Over a longer time period, Fidelity Go has solidified its place as a top performer, taking the top spot for overall returns in both the two- and three-year time frames.  Fidelity holds a majority of its equities in a single S&P 500 index fund and has a lower-than-average allocation to international equities. This has benefited them due to the relatively strong performance of domestic large-cap stocks. Axos Invest placed second over the two- and three-year periods for total portfolio performance. It also had the second-highest equity performance over the two-year period and the third-highest fixed-income performance over the two- and three-year trailing periods. 

Schwab, Personal Capital, and Betterment have continued to underperform in the two- and three-year time frames. Schwab and Betterment allocate more than 40% of their equity holdings to international stocks, causing them to miss out on stronger growth at home. Additionally, Schwab and Betterment are among those portfolios with a value tilt; value stocks have underperformed growth stocks in recent years. Personal Capital’s higher-than-average fee and sector-specific ETF strategy have contributed to its underperformance. 

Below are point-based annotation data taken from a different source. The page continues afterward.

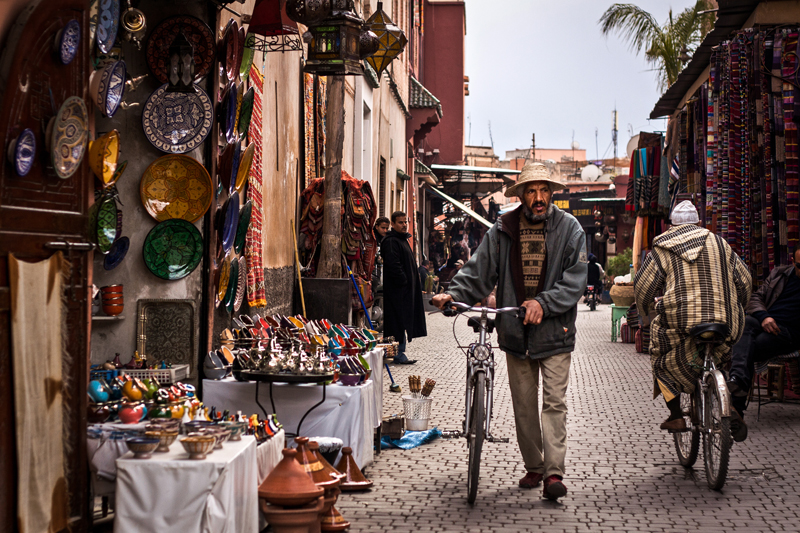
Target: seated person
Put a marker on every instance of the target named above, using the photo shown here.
(771, 328)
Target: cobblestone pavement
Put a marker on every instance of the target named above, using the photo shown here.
(622, 471)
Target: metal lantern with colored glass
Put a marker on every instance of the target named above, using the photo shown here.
(391, 40)
(334, 46)
(181, 65)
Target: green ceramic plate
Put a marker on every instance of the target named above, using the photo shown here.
(246, 112)
(244, 223)
(247, 56)
(173, 249)
(233, 283)
(106, 225)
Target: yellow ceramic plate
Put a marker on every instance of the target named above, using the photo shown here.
(224, 279)
(176, 186)
(244, 166)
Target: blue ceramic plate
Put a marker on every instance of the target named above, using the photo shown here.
(117, 253)
(67, 41)
(107, 24)
(22, 151)
(177, 122)
(231, 223)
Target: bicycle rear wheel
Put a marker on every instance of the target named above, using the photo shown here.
(717, 441)
(687, 443)
(475, 434)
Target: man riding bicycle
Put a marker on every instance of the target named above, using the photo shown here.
(702, 280)
(535, 255)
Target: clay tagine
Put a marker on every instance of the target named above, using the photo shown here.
(288, 485)
(330, 517)
(353, 478)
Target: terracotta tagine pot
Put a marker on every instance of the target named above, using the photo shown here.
(292, 520)
(622, 295)
(353, 478)
(288, 485)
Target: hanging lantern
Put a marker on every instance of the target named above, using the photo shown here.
(334, 43)
(272, 29)
(181, 65)
(391, 40)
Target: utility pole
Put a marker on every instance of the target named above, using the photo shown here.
(330, 261)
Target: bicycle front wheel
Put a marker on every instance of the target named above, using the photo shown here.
(687, 443)
(475, 434)
(717, 440)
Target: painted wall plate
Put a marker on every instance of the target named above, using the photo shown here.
(177, 122)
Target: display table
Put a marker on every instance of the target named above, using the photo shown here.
(171, 492)
(348, 413)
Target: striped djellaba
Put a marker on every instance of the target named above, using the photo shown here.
(702, 280)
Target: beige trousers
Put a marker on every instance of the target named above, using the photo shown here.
(543, 443)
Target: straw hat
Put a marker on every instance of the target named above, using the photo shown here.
(533, 172)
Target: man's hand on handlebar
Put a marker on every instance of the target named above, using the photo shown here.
(441, 299)
(534, 312)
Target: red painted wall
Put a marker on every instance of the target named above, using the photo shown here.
(443, 74)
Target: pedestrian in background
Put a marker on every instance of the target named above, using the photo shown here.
(536, 257)
(404, 315)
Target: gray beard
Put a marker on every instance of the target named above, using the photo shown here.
(535, 219)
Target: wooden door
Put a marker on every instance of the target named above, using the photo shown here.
(36, 212)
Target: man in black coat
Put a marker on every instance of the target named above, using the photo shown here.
(404, 315)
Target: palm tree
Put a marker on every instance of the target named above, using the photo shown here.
(668, 47)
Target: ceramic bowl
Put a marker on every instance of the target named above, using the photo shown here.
(165, 437)
(104, 156)
(350, 379)
(197, 446)
(142, 447)
(112, 310)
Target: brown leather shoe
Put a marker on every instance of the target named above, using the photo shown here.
(531, 479)
(679, 424)
(554, 488)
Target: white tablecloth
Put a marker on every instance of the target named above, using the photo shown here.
(349, 413)
(171, 492)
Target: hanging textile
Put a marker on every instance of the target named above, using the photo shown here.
(37, 352)
(254, 242)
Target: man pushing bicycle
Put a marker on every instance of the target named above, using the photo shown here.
(536, 257)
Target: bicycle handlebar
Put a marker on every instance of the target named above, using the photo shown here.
(452, 309)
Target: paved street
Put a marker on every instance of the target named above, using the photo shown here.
(622, 472)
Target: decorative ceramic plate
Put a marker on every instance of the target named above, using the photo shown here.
(69, 136)
(233, 283)
(246, 112)
(177, 122)
(241, 230)
(111, 88)
(227, 113)
(229, 50)
(173, 249)
(117, 253)
(231, 223)
(22, 151)
(244, 166)
(67, 41)
(107, 24)
(176, 186)
(237, 159)
(242, 285)
(106, 225)
(196, 31)
(247, 56)
(224, 279)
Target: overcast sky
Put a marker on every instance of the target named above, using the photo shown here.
(543, 67)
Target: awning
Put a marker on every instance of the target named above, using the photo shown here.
(463, 207)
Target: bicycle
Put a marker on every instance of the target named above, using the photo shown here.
(480, 387)
(707, 411)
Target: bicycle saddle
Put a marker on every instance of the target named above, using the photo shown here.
(710, 331)
(475, 323)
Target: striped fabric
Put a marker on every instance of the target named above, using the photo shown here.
(702, 281)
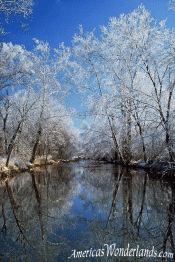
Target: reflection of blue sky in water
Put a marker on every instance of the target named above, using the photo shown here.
(81, 207)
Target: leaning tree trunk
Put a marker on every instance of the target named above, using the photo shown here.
(38, 136)
(12, 142)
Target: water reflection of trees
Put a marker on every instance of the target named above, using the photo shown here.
(46, 214)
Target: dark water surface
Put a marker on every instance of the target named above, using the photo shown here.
(86, 212)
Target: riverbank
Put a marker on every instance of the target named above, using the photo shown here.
(16, 165)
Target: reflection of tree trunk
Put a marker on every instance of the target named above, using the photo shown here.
(112, 209)
(169, 233)
(15, 206)
(142, 205)
(38, 197)
(4, 227)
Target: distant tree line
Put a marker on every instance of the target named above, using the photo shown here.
(125, 79)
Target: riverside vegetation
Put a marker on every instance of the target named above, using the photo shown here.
(125, 80)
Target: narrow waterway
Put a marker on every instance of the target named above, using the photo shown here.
(86, 211)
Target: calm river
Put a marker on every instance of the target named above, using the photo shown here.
(86, 212)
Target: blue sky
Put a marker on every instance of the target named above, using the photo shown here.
(56, 21)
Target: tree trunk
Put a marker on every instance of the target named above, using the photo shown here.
(12, 142)
(36, 144)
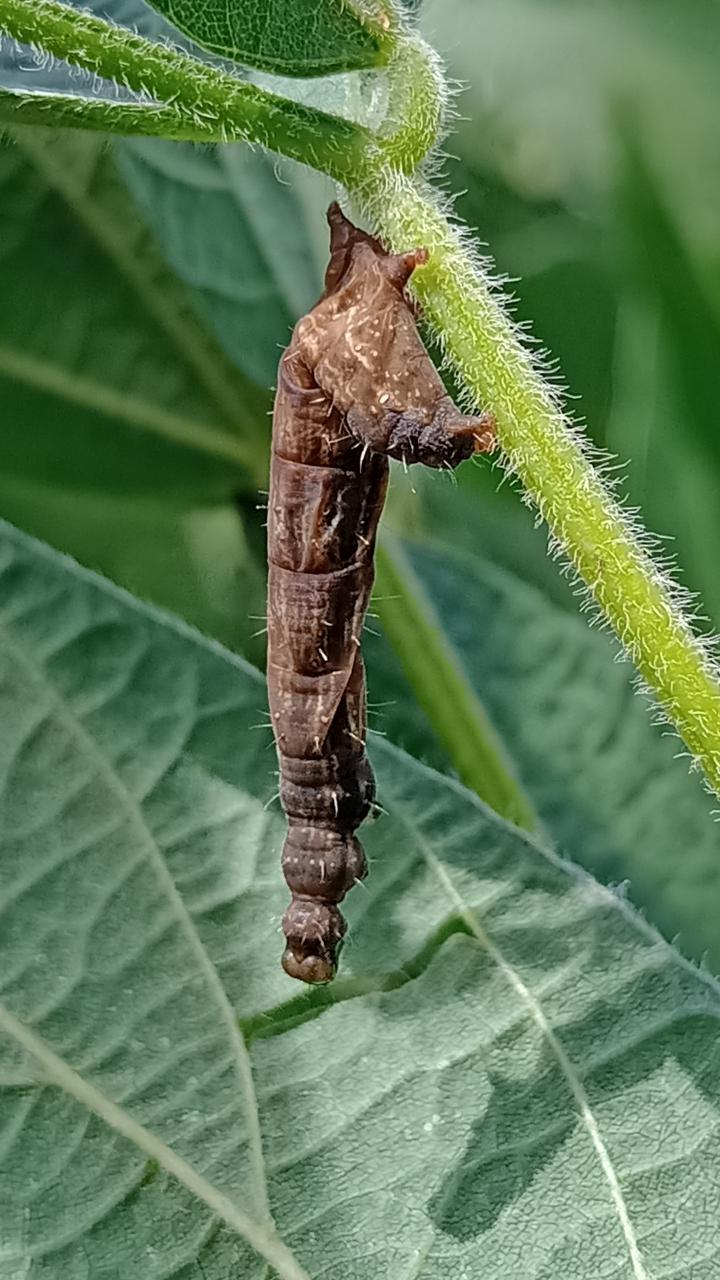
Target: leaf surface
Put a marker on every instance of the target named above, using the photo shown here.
(294, 37)
(99, 344)
(606, 781)
(514, 1078)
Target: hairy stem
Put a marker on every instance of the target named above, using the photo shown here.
(187, 99)
(552, 462)
(459, 301)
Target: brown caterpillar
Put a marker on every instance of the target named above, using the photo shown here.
(355, 388)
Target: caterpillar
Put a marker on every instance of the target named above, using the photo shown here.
(355, 388)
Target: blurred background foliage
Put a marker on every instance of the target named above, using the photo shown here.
(149, 288)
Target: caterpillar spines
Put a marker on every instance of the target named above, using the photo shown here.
(355, 388)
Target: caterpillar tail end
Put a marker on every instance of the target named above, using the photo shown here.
(310, 969)
(314, 932)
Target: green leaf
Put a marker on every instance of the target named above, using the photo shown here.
(122, 385)
(237, 238)
(606, 781)
(441, 686)
(534, 1092)
(294, 37)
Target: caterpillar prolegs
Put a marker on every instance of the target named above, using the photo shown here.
(355, 388)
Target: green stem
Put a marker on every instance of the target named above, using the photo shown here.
(442, 689)
(552, 462)
(415, 105)
(192, 100)
(459, 301)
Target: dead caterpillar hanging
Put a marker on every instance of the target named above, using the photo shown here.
(355, 388)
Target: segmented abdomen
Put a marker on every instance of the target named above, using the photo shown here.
(326, 499)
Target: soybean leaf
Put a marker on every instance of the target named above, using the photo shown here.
(532, 1089)
(237, 238)
(126, 432)
(294, 37)
(99, 344)
(604, 777)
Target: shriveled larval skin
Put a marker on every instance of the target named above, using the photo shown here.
(355, 388)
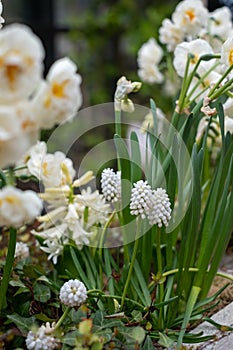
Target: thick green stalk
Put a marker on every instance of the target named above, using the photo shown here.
(8, 267)
(135, 249)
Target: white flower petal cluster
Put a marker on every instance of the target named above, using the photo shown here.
(191, 20)
(53, 170)
(70, 217)
(21, 63)
(73, 293)
(42, 339)
(152, 204)
(111, 185)
(59, 96)
(149, 56)
(18, 207)
(121, 100)
(141, 191)
(21, 251)
(191, 16)
(30, 103)
(159, 208)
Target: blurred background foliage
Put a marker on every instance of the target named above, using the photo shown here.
(106, 39)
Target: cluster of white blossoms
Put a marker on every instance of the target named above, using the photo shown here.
(18, 208)
(111, 185)
(28, 102)
(152, 204)
(149, 56)
(73, 293)
(71, 217)
(121, 100)
(43, 338)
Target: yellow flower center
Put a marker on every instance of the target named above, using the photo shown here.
(190, 14)
(230, 57)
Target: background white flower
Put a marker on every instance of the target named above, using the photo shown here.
(73, 293)
(18, 207)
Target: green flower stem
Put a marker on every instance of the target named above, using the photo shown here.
(99, 293)
(188, 312)
(131, 264)
(118, 122)
(199, 82)
(160, 269)
(8, 267)
(63, 317)
(216, 86)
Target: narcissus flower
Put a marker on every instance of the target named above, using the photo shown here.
(59, 96)
(73, 293)
(18, 207)
(21, 62)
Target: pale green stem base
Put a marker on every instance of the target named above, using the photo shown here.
(8, 267)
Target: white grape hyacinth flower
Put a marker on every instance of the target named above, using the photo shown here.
(159, 212)
(42, 338)
(21, 63)
(139, 198)
(73, 293)
(18, 207)
(111, 185)
(21, 251)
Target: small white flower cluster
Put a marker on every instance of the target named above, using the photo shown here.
(111, 185)
(28, 102)
(121, 100)
(73, 293)
(153, 204)
(21, 251)
(43, 338)
(149, 56)
(139, 198)
(65, 219)
(18, 207)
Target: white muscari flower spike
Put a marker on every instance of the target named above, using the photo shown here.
(139, 198)
(111, 185)
(159, 212)
(42, 339)
(73, 293)
(21, 251)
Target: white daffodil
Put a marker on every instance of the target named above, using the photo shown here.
(59, 97)
(18, 131)
(196, 48)
(18, 207)
(21, 62)
(170, 34)
(227, 52)
(191, 16)
(220, 23)
(150, 74)
(124, 87)
(149, 53)
(54, 170)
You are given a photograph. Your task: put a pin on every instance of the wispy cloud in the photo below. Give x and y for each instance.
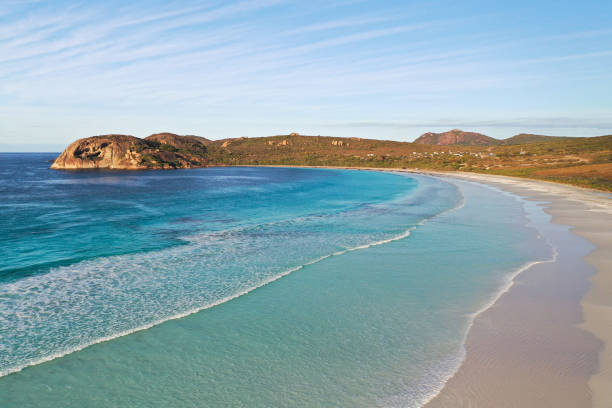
(275, 60)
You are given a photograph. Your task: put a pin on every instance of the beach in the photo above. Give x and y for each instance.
(546, 341)
(277, 286)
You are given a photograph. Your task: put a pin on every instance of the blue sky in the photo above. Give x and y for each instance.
(380, 69)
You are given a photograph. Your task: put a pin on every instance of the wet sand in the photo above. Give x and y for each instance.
(546, 341)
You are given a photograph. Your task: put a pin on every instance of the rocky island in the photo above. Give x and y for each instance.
(124, 152)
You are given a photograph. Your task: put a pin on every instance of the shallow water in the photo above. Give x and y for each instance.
(381, 275)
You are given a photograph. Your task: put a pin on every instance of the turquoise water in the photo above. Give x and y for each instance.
(252, 287)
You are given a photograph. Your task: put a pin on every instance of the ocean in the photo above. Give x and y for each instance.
(244, 286)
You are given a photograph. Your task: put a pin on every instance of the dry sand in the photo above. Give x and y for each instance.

Titan Invest, introduced to the report this quarter, significantly underperformed. Its strategy is to follow the moves of hedge funds and holds individual equities. Three of its selections—Netflix, Twilio, and PTC Inc.— fell 27%, 26%, and 14%, respectively, when Titan held them this quarter. This lead Titan’s performance into the negative for the third quarter.

Diversity Drives Fixed Income

Schwab has held onto the top-performing three-year fixed income spot in this report. Schwab has a more diverse fixed-income portfolio than many of its peers. It holds a mix of municipal, high-yield, TIPS, and international bonds.  Ally achieved the top two-year fixed-income performance spot with a longer-than-average maturity across their bond portfolio and holdings of corporates. E*Trade placed second for fixed income in the two- and three-year time frames, holding only two fixed-income funds—an intermediate-term corporate bond fund and an ETF that tracks the Barclays Aggregate Bond Index.

SRI Extends Trend of Outperformance

Another quarter of performance for our SRI portfolios reveals that a majority of SRI portfolios have continued to outperform their peers. Over the third quarter and YTD, five of eight SRI portfolios outperformed the portfolio at the same provider. However, our TD Ameritrade SRI portfolio experienced a series of poorly executed tax-loss harvesting trades that left the portfolio highly allocated to cash in January of this year, dragging down performance. These trades were unrelated to the portfolio’s SRI theme.  Most notably, the Wealthsimple and Morgan Stanley SRI portfolios outperformed their non-themed peers by over 2% in the one-year trailing period. In Morgan Stanley’s case, the outperformance was driven in part by a much lower international allocation in its SRI portfolio. 

Given the specialized nature of SRI funds, they tend to have higher expense ratios. Thus, these funds must perform better to provide investors with the same after-fee returns. One year is a short time period over which to judge long-term trends, but strong returns over that period are a positive sign for this investing trend. If investors can see that they are not losing out on performance by paying for environmental, social, and governance factors when investing, they will be more likely to support the SRI movement.